Die bezogenen Eingangsleistungen verwendet der Gutscheinanbieter, um steuerpflichtige Umsätze (Absatzförderungsleistung bzw. untypische Vermittlungsleistung durch Ausgabe und Einlösung von Mehrzweck-Gutscheinen) erbringen zu können. Es liegt nicht in seiner Macht, den Verfall von Gutscheinen zu vermeiden. Es liegt in der alleinigen Macht der Inhaber, die Gutscheine verfallen zu lassen. Die Eingangsumsätze finden Eingang in die Preise seiner steuerbaren Ausgangsleistungen, hierfür erhält er die Provisionen. Da er keine Kontrolle über die Anzahl der Gutscheine hat, die die Inhaber möglicherweise verfallen lassen, kann er diesen Umstand weder planen noch fördern noch als sichere Einnahme seinen Ausgaben für Eingangsleistungen gegenüberstellen.

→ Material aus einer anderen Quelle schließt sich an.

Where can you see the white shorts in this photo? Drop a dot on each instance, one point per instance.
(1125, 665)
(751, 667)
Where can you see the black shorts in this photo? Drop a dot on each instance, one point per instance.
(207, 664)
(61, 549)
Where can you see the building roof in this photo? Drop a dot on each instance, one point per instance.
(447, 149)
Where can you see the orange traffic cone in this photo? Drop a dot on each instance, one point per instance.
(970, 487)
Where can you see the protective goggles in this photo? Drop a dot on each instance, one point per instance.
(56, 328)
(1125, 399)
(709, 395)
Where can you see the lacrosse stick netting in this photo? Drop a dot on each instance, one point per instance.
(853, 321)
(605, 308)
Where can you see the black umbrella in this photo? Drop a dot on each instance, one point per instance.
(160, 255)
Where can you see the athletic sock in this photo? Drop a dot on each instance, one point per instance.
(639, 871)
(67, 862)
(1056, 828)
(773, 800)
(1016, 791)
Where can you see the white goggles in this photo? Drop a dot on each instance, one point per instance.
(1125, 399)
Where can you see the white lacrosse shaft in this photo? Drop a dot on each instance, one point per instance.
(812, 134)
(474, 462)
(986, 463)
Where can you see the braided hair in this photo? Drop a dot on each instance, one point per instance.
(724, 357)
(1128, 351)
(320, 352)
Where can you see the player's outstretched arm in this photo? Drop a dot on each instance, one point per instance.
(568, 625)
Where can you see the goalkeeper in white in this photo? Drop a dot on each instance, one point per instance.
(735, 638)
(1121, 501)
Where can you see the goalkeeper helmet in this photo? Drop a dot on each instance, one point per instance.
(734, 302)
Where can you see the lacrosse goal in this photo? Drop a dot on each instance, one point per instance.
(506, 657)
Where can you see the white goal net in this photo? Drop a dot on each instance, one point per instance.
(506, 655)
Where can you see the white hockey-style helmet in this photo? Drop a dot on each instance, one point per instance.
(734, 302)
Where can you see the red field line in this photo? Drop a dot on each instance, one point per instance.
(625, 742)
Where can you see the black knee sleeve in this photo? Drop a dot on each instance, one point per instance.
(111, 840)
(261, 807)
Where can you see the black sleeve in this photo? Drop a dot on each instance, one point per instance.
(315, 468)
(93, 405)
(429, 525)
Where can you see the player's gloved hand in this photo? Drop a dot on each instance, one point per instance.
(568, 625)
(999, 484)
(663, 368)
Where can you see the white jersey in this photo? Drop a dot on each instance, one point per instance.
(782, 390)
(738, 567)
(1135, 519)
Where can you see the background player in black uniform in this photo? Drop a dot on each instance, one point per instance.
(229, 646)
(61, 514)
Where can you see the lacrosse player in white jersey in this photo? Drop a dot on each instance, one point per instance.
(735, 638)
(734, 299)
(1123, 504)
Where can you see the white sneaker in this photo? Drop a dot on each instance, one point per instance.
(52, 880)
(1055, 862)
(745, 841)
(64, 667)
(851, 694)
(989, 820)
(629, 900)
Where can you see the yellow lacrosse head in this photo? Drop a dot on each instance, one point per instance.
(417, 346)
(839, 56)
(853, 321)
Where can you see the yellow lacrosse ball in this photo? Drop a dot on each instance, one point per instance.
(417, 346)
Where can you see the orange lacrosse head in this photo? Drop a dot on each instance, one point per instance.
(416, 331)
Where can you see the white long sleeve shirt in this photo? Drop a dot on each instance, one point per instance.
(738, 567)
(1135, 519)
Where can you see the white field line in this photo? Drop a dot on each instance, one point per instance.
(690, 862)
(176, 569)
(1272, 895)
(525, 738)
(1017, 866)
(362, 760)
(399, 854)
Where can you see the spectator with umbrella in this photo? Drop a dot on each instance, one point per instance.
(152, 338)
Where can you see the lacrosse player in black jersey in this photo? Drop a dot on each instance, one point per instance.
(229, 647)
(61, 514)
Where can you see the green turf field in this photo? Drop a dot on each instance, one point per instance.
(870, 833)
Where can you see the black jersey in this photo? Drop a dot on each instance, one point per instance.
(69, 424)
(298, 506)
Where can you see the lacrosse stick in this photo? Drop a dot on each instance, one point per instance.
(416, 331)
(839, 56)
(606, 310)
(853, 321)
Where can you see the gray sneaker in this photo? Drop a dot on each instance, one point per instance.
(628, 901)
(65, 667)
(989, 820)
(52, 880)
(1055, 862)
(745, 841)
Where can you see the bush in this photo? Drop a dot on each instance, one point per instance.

Die Ausgabe der Wertgutscheine (bzw. Mehrzweck-Gutscheine) an sich stellt keinen eigenen Umsatz dar, sondern einen Zwischenschritt, der der Bewirkung der (Vermittlungs-) Leistung des Gutscheinanbieters dient und dessen Kosten folglich zu den Kosten seiner steuerbaren wirtschaftlichen Tätigkeit gehören. Dass er aus diesem Zwischenschritt nicht nur Kosten, sondern auch Einnahmen generiert, schmälert nicht seinen Vorsteuerabzug, weil es sich gerade um keinen gesonderten "Umsatz" handelt. Die wirtschaftliche Tätigkeit des Klägers ist insgesamt auf steuerbare und steuerpflichtige Umsätze gerichtet; die Ausgabe der Gutscheine dient diesem Ziel und hat keine eigene Qualität als "Umsatz". Die Eingangsumsätze stehen somit im Lichte der EuGH- und BFH-Rechtsprechung in der Rechtssache ‚Larentia + Minerva und Marenave Schifffahrt’ in einem unmittelbaren Zusammenhang mit der eigenen Unternehmenstätigkeit, die in all ihren Einzel- und Zwischenschritten auf die Bewirkung von steuerbaren und steuerpflichtigen Leistungen gerichtet ist.